I3P Residency builds clinical and advanced leadership skills
For aspiring family doctors and health system leaders, meeting the needs of patients at an individual and systemic level requires both clinical and leadership skills. Those looking to develop these skills in parallel, should consider the DFCM’s I3P program.
Launched in 2018, the Integrated Three-Year Family Medicine Residency Program (I3P for short) integrates advanced leadership learning into the family medicine curriculum.
The program has two academic components. First, residents develop core competencies in comprehensive family medicine leading to certification with the College of Family Physicians of Canada. Second, they earn a University of Toronto Master of Science degree in System Leadership and Innovation, currently offered through the Institute of Health Policy, Management and Evaluation.
Rather than completing two years of family medicine training and then having the option to do third year focused on a specific area, I3P residents extend their clinical training by one year to develop advanced leadership skills alongside their clinical practice. This integration allows residents to develop a deeper understanding of the healthcare system, the challenges it is facing, and how to improve it.
The I3P program currently has two graduates and three active residents, Drs. Vivian Tam, Michael Taglione and Anson Dong.
DFCM spoke to Drs. Tam and Taglione, to find out more about their experience of the program.
Why did you choose I3P?
Dr. Taglione: I applied for I3P because of its focus on training residents to solve complex health systems problems at a leadership level. Upon graduation, I hope to practice comprehensive family medicine where I can focus on the individual needs of my patients while also addressing the systemic issues that impact my ability to provide care. I believe this program is crucial in preparing me for that future.
Dr. Tam: Learning that I could pursue the I3P changed what I wanted my residency education to look like – I thought it was so valuable to be able to learn about macro-level health system issues alongside learning to practice clinical medicine. Together, you get a much better sense of the context you’ll be working in, as well as the challenges and changes to expect. Through I3P, you gain the tools you need to be a health system leader and I’m very excited to put our skillset to use when we graduate.
How has the I3P training helped advance your career goals?
Dr. Taglione: Combining Master's classes with hands-on practicums gives you a better understanding of the health system and solidifies the knowledge and skills required to create systems change. Doing this alongside residency training creates a holistic program that is most realistic to a future career where both patient care and health systems work is prioritized.
Dr. Tam: If I were to name one overarching goal in my career, it would be to work towards health equity and to mitigate some of the social justice issues that are the root cause of so many of our patient’s illnesses. I don’t have one particular pathway in mind, but the I3P has prepared me to pursue this goal in a number of ways. The core courses have helped me build skills in areas such as recognizing potential areas for improvement in healthcare, designing innovations, and program planning and evaluation. Meanwhile, through “build your own adventure” style practica opportunities, I’m working in healthcare consulting and public policy development. For this I’m working with students from the business and public policy schools, learning from them has been one of the best parts of my experience so far!

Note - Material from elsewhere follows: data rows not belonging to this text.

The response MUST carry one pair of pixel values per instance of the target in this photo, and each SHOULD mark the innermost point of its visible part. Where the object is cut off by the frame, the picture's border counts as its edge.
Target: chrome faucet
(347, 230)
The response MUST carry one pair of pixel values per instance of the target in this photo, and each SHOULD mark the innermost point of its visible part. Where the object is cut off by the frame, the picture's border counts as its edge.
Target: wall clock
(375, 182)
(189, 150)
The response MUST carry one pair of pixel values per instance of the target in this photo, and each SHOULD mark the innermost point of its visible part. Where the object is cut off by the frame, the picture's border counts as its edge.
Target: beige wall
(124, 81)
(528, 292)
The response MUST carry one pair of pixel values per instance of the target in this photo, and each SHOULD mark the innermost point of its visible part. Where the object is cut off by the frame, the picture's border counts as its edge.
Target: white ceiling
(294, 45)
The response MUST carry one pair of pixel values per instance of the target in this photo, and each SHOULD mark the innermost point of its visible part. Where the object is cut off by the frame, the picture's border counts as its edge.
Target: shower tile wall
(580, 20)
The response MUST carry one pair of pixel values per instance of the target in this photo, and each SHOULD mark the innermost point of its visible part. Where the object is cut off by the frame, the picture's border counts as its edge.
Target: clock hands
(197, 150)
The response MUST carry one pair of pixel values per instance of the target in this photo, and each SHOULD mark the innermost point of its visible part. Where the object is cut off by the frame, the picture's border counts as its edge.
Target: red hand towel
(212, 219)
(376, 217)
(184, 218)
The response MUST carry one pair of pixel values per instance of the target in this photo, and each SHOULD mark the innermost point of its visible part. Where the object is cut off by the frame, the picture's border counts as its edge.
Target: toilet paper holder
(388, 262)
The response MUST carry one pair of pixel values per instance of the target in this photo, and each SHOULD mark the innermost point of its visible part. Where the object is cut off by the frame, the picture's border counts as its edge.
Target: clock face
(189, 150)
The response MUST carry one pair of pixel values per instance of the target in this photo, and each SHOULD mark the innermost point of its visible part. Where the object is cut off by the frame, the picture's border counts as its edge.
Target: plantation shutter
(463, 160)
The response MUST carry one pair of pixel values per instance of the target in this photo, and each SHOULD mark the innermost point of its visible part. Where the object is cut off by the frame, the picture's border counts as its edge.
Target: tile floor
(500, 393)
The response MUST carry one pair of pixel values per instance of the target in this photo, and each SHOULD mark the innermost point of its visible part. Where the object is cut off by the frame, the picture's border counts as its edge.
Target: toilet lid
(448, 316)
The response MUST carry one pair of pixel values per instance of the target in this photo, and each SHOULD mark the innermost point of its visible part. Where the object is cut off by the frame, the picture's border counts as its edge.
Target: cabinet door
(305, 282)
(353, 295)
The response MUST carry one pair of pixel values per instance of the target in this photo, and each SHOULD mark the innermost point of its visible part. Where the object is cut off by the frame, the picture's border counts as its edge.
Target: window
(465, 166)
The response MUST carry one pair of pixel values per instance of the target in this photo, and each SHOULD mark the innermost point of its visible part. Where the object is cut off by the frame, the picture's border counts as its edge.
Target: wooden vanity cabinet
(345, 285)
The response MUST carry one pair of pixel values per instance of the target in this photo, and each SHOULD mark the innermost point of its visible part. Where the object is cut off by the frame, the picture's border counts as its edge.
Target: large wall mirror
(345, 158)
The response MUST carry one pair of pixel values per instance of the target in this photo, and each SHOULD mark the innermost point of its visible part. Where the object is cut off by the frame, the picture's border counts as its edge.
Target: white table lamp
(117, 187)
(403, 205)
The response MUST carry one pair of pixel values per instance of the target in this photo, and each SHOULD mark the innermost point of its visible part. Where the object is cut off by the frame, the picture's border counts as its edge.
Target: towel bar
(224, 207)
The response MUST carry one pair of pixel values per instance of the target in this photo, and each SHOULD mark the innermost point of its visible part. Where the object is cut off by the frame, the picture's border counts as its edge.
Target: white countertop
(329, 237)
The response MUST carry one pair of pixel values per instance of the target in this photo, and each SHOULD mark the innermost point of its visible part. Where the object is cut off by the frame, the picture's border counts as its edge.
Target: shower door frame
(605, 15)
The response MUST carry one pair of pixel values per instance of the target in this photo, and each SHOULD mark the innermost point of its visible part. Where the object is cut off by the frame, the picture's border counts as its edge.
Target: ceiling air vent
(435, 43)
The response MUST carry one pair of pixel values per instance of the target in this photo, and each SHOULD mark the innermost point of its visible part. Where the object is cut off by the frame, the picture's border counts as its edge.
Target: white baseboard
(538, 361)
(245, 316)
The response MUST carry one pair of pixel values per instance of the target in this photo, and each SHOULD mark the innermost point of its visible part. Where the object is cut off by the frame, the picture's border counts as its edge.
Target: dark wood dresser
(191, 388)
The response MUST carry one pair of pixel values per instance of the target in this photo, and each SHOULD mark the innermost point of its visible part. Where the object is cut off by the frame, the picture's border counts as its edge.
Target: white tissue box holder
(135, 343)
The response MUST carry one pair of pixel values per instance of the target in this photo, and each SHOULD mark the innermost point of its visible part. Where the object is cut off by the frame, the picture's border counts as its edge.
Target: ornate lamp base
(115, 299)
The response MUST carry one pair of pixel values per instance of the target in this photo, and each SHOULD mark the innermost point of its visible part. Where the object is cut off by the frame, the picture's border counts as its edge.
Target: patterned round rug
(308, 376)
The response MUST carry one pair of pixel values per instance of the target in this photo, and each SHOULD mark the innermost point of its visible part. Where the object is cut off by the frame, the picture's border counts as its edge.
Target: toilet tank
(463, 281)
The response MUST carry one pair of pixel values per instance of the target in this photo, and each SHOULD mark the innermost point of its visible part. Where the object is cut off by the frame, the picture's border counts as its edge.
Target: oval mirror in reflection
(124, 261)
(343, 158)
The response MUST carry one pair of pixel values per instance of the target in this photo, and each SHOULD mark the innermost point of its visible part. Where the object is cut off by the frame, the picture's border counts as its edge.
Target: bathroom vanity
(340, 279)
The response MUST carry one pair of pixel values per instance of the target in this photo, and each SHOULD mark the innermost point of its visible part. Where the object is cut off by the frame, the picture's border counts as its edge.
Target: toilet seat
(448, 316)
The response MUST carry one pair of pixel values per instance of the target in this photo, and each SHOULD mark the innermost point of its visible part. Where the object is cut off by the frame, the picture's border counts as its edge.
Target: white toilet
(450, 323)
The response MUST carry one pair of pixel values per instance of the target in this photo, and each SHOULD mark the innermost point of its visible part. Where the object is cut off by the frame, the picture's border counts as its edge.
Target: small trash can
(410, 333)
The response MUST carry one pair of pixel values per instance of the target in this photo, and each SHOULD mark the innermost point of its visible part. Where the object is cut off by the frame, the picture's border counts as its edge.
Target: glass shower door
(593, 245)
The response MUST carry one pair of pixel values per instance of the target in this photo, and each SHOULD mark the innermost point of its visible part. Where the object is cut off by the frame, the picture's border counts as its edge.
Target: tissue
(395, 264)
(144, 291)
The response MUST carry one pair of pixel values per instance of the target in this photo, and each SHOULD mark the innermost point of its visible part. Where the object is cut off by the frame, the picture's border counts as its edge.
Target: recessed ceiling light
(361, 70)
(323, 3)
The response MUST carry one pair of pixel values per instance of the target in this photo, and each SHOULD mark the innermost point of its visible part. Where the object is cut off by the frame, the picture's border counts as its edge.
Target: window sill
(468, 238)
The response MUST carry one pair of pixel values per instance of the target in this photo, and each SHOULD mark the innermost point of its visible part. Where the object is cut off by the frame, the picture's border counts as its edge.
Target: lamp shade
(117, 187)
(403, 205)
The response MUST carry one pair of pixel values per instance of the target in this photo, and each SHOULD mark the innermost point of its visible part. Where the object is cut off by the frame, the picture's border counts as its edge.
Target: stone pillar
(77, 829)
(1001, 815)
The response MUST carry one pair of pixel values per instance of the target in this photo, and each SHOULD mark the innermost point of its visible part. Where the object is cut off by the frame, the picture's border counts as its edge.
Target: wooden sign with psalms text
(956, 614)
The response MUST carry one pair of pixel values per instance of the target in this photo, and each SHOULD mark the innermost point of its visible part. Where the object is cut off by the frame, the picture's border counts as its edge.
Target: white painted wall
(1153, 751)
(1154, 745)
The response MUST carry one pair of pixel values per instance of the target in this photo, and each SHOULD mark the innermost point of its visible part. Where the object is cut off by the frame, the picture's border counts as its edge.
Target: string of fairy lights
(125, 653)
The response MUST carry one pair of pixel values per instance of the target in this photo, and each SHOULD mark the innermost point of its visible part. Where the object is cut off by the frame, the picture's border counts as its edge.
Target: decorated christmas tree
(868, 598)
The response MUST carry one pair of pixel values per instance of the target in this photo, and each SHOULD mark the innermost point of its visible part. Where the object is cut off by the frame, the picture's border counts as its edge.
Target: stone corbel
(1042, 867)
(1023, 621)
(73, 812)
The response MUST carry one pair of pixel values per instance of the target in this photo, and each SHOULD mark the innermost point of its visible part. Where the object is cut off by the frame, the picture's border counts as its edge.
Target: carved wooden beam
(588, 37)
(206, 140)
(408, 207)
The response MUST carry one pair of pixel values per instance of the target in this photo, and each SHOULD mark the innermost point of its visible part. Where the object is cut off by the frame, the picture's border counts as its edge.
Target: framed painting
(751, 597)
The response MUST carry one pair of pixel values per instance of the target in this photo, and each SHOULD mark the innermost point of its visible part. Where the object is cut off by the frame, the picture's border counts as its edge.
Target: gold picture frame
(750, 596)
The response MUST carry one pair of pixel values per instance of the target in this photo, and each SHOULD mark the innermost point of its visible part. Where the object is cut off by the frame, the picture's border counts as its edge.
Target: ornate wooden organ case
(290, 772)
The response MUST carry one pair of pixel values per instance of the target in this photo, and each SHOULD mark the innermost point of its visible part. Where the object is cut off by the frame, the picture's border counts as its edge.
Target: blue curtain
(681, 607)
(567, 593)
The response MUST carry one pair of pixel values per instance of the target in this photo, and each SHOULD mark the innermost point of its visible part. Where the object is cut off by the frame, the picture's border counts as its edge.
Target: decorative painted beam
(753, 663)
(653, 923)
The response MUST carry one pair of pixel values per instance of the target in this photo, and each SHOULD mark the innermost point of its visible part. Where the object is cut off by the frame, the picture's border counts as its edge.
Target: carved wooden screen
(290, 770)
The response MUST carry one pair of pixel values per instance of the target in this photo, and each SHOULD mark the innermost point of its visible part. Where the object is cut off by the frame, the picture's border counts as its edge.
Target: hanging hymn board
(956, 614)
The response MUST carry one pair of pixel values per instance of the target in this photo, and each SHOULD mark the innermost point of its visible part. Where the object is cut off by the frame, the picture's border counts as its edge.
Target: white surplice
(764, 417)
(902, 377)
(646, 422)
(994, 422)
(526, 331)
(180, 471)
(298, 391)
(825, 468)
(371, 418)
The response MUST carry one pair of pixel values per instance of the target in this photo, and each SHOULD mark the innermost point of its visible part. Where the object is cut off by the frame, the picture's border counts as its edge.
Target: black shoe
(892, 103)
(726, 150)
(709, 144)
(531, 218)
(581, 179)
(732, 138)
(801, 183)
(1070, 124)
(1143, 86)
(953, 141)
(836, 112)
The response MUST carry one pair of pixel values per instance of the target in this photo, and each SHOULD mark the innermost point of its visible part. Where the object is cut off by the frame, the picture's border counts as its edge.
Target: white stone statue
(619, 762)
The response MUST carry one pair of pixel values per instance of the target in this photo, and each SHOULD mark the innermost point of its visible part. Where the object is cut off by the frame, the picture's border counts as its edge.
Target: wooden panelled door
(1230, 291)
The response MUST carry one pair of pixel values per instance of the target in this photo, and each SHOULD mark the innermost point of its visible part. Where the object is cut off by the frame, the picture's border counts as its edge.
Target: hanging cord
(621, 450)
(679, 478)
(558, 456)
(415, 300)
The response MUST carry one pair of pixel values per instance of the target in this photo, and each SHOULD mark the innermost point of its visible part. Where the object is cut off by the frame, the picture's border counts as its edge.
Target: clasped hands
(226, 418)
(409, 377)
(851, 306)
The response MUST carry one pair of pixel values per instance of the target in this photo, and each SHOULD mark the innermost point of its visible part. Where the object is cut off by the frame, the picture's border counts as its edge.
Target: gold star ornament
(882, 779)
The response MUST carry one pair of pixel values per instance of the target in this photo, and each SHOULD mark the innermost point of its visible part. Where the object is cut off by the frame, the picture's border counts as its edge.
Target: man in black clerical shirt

What unique experiences has I3P enabled?
Dr. Taglione: Through one of the course practicums, I was able to work on the application and creation of an Ontario Health Team. This was eye-opening. I worked closely with stakeholders across the spectrum of healthcare, from home services, to hospitals, to long-term care facilities. I gained a much stronger appreciation of the intricacies of the system and was able to meet leaders actively making changes to improve the local health system at large.
During my time on practicum I led the creation of, and now chair, the Virtual Care in Primary Care team. This aims to support primary care adopt and use virtual care, an area that has exploded since the COVID-19 pandemic started.
Dr. Tam: My practica have without a doubt been some of the most valuable professional experiences I’ve had to date. The first was a re-election campaign for a candidate I really admire, building a policy platform and drafting public statements in addition to canvassing in the community. Spending time on the campaign trail I learnt a lot about policy and politics, particularly when it comes to representing the views of your constituents while maintaining your own core set of professional values. My second is in evolution because of COVID, but I’ve been able to work with one of the VPs of Unity Health. Just having conversations with a senior hospital leader has been eye-opening!
Who would you recommend the I3P program to?
Dr. Taglione: If you foresee yourself wanting to improve the health system in which you practice while still serving individual patients as their primary care physician, this program is for you.
Dr. Tam: I3P is suitable for anyone who is looking to understand, and then hopefully improve, the health and healthcare system as a whole. I3P allows you to appreciate the broader context that your patients are navigating and enriches the clinical care you provide. It also exposes you to the complex realities – budgetary constraints, demographic change, sociopolitical factors – that shape the system you work in and gives you the tools to see the system’s strengths and opportunities. A big plus is building a personal and professional network of colleagues with similar interests from across residency and graduate programs at U of T!